Hinch, Greenstein, Tanskanen, Xu, Winslow, 2004

Model Status

This model is known to run in OpenCell and COR to reproduce the output shown in the publication.

Model Structure

ABSTRACT: Calcium (Ca2+)-induced Ca2+ release (CICR) in cardiac myocytes exhibits high gain and is graded. These properties result from local control of Ca2+ release. Existing local control models of Ca2+ release in which interactions between L-Type Ca2+ channels (LCCs) and ryanodine-sensitive Ca2+ release channels (RyRs) are simulated stochastically are able to reconstruct these properties, but only at high computational cost. Here we present a general analytical approach for deriving simplified models of local control of CICR, consisting of low-dimensional systems of coupled ordinary differential equations, from these more complex local control models in which LCC-RyR interactions are simulated stochastically. The resulting model, referred to as the coupled LCC-RyR gating model, successfully reproduces a range of experimental data, including L-Type Ca2+ current in response to voltage-clamp stimuli, inactivation of LCC current with and without Ca2+ release from the sarcoplasmic reticulum, voltage-dependence of excitation-contraction coupling gain, graded release, and the force-frequency relationship. The model does so with low computational cost.
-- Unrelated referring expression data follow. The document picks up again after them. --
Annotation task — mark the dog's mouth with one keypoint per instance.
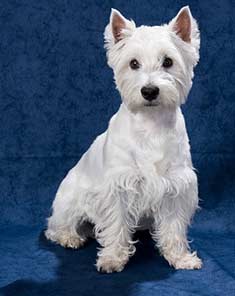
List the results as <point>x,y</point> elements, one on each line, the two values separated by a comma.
<point>151,104</point>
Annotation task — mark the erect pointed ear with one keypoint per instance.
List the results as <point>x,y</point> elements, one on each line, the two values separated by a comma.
<point>183,24</point>
<point>118,28</point>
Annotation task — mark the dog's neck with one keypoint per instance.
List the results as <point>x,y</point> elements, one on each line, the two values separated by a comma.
<point>150,120</point>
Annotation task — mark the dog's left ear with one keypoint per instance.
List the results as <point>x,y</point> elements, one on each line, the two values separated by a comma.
<point>185,27</point>
<point>118,28</point>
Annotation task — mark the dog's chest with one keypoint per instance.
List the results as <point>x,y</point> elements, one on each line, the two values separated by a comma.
<point>155,152</point>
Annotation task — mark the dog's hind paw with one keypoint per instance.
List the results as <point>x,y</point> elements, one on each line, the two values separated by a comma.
<point>108,264</point>
<point>188,261</point>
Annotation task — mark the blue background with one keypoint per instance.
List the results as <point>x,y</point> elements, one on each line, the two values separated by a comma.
<point>56,95</point>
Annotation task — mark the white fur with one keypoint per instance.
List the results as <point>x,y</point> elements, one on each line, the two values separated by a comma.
<point>140,169</point>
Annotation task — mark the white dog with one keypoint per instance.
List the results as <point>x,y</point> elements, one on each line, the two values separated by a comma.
<point>137,174</point>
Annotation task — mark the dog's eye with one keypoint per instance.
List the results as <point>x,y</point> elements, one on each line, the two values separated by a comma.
<point>167,63</point>
<point>134,64</point>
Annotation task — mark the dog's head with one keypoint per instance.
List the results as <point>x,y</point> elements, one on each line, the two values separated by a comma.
<point>153,66</point>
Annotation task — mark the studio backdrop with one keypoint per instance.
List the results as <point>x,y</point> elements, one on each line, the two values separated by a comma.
<point>56,95</point>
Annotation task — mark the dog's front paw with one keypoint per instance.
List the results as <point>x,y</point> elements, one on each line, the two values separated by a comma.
<point>110,264</point>
<point>187,261</point>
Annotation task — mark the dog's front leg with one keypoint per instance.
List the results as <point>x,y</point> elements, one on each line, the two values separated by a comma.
<point>114,235</point>
<point>177,208</point>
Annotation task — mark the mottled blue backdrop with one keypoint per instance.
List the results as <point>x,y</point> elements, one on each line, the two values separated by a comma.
<point>56,95</point>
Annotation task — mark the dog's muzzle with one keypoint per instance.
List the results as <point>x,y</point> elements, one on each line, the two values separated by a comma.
<point>150,93</point>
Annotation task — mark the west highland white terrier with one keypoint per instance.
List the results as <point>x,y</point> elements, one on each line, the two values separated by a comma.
<point>138,174</point>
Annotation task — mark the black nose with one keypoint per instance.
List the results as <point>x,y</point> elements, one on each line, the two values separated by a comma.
<point>150,93</point>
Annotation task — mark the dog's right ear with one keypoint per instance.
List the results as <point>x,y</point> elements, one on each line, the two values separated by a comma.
<point>118,29</point>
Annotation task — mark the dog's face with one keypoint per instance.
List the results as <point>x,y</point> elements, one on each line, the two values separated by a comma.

The original publication reference is cited below:

A Simplified Local Control Model of Calcium-Induced Calcium Release in Cardiac Ventricular Myocytes, R. Hinch, J.R. Greenstein, A.J. Tanskanen, L. Xu, R.L. Winslow, 2004 Biophysical Journal, 87, 3723-3736, PubMed ID: 15465866

Schematic diagram of the currents and the ion exchanges described by the cardiac ventricular myocyte model.
The nine-state Markov model of the calcium release unit (CaRU). In state yij, the LCC is in the state i and the RyR is in the state j.